Magnetars are apparent neutron stars with incredibly strong magnetic fields. Their magnetic fields are hundreds or thousands of times stronger than those even of pulsars, which are rotating neutron stars that have extremely strong magnetic fields themselves. The incredibly strong magnetic fields of magnetars powers beams of X-rays and gamma-rays, which make the radio beams of pulsars seem weak in comparison.
Quark stars, on the other hand, are heavy balls of ordinary matter where even neutron degeneracy pressure is not enough to keep them neutron stars. With the enormous pressures, neutrons break apart into their constituent quarks to form a quark star. Unlike neutron stars, the existence of quark stars is not as firmly established, although the evidence for their existence both through observations and theoretical models seems to get stronger all the time.
Computer simulations by Canadian researchers suggest that the best explanation for magnetars is that they may in fact be quark stars. Their simulations show that in a quark star, the quarks pair up to form Cooper pairs as they go into a color-flavor locked phase, which can give rise to color ferromagnetism and generate a tremendously powerful magnetic field. Cooper pairs are the basis for superconductivity and superfluidity in ultra-cold metals and helium, and likewise the color-flavor locked quarks form a superfluid inside the quark star.

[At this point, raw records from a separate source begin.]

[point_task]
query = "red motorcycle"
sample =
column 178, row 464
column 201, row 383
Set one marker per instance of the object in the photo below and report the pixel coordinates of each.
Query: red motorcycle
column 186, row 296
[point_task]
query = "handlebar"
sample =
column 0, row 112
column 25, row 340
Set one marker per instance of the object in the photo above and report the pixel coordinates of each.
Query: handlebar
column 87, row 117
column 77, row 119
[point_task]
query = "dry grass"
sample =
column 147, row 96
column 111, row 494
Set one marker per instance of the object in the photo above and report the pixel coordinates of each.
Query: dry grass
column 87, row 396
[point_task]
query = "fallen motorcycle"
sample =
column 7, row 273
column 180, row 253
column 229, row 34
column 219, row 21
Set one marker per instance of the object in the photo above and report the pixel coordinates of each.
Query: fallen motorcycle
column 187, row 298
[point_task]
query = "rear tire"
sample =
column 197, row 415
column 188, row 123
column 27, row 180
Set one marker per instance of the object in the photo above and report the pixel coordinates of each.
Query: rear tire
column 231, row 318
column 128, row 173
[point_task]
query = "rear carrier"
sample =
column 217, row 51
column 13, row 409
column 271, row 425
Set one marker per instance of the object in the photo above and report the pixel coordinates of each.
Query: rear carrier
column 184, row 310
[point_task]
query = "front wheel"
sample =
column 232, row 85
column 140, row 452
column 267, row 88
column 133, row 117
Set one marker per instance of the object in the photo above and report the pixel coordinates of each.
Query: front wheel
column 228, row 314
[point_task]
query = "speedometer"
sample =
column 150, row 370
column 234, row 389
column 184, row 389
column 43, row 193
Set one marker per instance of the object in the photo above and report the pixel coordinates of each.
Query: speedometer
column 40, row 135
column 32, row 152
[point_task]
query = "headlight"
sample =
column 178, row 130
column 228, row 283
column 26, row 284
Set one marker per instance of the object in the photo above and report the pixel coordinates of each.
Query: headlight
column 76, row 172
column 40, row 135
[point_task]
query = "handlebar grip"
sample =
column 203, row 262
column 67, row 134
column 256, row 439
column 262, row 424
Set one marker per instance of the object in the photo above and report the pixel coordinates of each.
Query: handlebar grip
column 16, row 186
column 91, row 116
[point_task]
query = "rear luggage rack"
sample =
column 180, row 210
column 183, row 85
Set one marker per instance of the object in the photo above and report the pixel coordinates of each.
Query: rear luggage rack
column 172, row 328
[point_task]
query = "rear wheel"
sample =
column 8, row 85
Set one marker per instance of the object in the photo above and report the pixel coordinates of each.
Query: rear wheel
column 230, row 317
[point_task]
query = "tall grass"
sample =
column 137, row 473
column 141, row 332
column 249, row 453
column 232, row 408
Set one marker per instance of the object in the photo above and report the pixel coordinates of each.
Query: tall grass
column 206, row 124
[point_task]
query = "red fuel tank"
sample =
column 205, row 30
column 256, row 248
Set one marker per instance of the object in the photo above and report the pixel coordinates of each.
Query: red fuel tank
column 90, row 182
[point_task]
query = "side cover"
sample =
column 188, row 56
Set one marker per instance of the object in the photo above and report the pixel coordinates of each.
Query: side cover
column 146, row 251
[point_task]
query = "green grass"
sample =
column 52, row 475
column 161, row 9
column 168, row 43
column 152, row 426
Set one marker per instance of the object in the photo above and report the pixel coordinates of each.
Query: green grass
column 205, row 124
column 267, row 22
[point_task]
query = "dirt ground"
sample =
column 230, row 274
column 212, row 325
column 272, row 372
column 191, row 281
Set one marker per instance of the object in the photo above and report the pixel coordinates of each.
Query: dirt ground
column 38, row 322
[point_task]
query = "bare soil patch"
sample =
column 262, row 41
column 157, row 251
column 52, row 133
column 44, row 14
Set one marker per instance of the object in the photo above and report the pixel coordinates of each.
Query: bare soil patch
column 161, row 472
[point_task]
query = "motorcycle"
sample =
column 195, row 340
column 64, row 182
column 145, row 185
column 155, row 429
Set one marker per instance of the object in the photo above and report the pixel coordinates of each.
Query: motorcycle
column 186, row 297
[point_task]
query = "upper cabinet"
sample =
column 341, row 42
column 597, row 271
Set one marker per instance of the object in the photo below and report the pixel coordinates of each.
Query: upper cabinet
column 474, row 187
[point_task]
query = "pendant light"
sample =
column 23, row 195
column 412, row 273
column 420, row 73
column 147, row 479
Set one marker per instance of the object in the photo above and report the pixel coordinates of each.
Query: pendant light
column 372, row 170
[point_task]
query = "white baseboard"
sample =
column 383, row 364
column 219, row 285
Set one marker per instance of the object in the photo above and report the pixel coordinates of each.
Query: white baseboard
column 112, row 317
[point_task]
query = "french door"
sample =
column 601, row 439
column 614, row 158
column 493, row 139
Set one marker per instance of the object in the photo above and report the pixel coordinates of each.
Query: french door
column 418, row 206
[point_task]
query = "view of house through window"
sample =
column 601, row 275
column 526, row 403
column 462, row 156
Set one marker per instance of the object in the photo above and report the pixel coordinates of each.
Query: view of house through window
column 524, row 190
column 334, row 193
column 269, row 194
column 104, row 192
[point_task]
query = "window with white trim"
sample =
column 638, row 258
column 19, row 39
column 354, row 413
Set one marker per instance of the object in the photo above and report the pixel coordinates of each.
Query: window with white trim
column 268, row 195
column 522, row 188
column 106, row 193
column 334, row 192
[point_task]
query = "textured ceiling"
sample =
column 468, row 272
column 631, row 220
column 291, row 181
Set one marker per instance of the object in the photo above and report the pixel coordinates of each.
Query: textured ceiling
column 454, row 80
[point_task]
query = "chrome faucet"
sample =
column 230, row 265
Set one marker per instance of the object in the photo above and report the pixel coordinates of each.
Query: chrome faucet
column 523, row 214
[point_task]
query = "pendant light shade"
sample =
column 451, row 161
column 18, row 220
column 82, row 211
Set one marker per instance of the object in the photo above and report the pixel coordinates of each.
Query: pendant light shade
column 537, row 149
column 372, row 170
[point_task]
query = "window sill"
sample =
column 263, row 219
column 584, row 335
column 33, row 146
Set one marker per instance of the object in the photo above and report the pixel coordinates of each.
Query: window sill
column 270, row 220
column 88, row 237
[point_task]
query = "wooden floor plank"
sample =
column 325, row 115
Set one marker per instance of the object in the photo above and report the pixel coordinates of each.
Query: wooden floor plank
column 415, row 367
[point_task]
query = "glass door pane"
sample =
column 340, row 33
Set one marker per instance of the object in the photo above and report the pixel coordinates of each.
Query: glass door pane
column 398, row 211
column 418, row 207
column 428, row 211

The core of at least some neutron stars also probably form a superfluid, as one of the properties of a superfluid is that it can only rotate at discrete speeds, which shows up as “glitches” in the period of a pulsar. What blows my mind is the formation of superfluids in neutron stars and quark stars: it boggles the mind to think of matter flowing with absolutely no resistance at all under high pressures that are beyond imagination. And it might be responsible for the high magnetic fields of a magnetar.
The computer simulations also suggest that it might take days to thousands of years for a heavy enough neutron star to turn into a quark star after a supernova, presumably after the thermal activity of the neutrons cool off so that the heat would no longer help prop up the neutron star. And given that less than 5% of the mass of a neutron is due to its constituent quarks, with the rest from the binding energy between the quarks and their kinetic energy, the transition from a neutron star to a quark star should release humongous amounts of energy as a significant portion of the neutron star’s mass turns into pure energy. It might even dwarf the energy released in a supernova.
This is another thing to boggle the mind: something only tens of kilometers across could release energy comparable or even larger than what a star millions of kilometers across could release as it implodes during a supernova.